FIG. 27 is a flowchart illustrating a processing procedure of a modification of the external device check.

[Explanation of symbols]

 DESCRIPTION OF SYMBOLS 1 Copier 2 Reading part 3 Printing part 4, 4 'controller 5 Computer 10 Scanning system 20 Image signal processing part 30 Memory unit part 40 Print processing part 50 Laser optical system 70 Image forming system 101-107 CPU 111-117 ROM 121- 127 RAM 500 Document feeder 600 Refeed unit

Claims (6)

[Claims] A reading unit for reading an image of a document; a storage unit for storing image data output from the reading unit; a management unit for managing a free space of the storage unit; A communication unit for communicating image data with the device, and transmitting the image data to an external device via the communication unit when the management unit recognizes the lack of free space in the storage unit, A control unit for receiving image data transmitted to an external device via the communication unit when the management unit recognizes that the free space of the storage unit is sufficient. 2. The control unit according to claim 1, wherein said management unit checks a state of an external device by said communication unit when said management unit recognizes a shortage of free space in said storage unit, and determines whether an external device capable of transmitting said image data is available.

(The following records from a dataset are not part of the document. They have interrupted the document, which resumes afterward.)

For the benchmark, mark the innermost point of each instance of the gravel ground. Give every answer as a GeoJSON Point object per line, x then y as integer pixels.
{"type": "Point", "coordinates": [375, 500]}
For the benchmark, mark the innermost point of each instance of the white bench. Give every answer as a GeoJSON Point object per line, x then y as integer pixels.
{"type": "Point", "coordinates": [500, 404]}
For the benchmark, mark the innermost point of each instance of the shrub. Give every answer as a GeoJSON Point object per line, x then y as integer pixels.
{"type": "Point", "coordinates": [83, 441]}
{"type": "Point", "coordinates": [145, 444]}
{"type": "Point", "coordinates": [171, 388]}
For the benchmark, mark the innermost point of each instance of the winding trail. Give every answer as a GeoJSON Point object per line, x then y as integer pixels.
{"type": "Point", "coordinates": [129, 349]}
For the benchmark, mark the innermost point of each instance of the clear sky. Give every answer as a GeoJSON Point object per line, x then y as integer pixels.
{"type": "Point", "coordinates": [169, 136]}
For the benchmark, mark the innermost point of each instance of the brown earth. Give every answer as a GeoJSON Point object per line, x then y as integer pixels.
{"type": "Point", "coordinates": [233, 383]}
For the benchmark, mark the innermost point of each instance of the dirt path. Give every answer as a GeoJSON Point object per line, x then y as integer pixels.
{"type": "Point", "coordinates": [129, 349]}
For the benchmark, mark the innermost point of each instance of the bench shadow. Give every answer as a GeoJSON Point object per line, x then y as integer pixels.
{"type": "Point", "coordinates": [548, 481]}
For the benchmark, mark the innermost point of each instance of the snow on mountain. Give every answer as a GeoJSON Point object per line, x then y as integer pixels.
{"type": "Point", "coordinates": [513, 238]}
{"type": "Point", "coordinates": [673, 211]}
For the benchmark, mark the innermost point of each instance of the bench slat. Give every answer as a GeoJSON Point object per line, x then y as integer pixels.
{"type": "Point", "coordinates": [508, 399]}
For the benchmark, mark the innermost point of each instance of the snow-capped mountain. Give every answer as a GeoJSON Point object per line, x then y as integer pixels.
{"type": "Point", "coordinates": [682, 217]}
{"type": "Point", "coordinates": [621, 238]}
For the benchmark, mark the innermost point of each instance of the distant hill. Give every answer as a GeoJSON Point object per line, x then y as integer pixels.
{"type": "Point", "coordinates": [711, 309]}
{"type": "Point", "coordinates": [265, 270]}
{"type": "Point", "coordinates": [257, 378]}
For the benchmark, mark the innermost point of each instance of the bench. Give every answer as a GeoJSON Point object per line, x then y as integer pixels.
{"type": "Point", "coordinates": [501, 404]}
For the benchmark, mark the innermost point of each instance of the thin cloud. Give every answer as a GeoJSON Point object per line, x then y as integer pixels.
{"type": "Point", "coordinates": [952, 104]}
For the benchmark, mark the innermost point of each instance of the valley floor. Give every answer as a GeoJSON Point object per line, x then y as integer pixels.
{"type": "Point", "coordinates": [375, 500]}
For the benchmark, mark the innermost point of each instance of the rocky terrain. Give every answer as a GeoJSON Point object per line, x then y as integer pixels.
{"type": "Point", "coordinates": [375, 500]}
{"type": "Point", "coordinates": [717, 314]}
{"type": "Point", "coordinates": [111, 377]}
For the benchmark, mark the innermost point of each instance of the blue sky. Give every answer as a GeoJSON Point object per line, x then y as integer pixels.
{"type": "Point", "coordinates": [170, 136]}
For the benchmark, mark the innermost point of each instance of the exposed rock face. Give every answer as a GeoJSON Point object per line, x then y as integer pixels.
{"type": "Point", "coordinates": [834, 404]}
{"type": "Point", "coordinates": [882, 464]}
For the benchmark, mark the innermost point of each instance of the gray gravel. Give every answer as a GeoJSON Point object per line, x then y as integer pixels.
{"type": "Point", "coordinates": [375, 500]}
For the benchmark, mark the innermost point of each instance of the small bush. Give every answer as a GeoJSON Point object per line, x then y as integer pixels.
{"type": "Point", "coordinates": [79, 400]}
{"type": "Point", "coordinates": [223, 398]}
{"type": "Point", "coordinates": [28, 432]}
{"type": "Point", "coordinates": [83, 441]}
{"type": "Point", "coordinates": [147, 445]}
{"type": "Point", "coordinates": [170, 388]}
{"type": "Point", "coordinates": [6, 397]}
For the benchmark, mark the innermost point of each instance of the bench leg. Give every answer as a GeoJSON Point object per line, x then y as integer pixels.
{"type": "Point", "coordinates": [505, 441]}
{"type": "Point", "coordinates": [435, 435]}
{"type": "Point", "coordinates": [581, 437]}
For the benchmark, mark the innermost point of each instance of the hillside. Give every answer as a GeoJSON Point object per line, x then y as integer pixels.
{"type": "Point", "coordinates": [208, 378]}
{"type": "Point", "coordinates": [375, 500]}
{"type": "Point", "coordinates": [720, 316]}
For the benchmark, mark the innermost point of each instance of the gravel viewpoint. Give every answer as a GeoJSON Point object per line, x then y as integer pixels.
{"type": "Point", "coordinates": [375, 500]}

When it is determined that the image data exists, the image data is transmitted to the external device via the communication unit.If the management unit recognizes that the storage unit has a free space, the communication unit 2. The image forming apparatus according to claim 1, wherein the state of the external device is confirmed, and when it is determined that the image data can be received, the image forming apparatus receives the image data transmitted to the external device via the communication unit. 3. The control means, when the management means recognizes that the storage means has free space, and satisfies a predetermined condition for forming an image of the transmitted image data, The image forming apparatus according to claim 1, wherein the image forming apparatus receives the image data transmitted through the communication unit. 4. The image forming apparatus according to claim 1, wherein the image data transmitted to the external device by the communication unit is image data stored in a storage unit. 5. The image forming apparatus according to claim 1, wherein the image data transmitted to the external device by the communication unit is image data of a document currently read by the reading device. 6. The image forming apparatus according to claim 4, wherein the image data stored in the storage unit is image data of one job.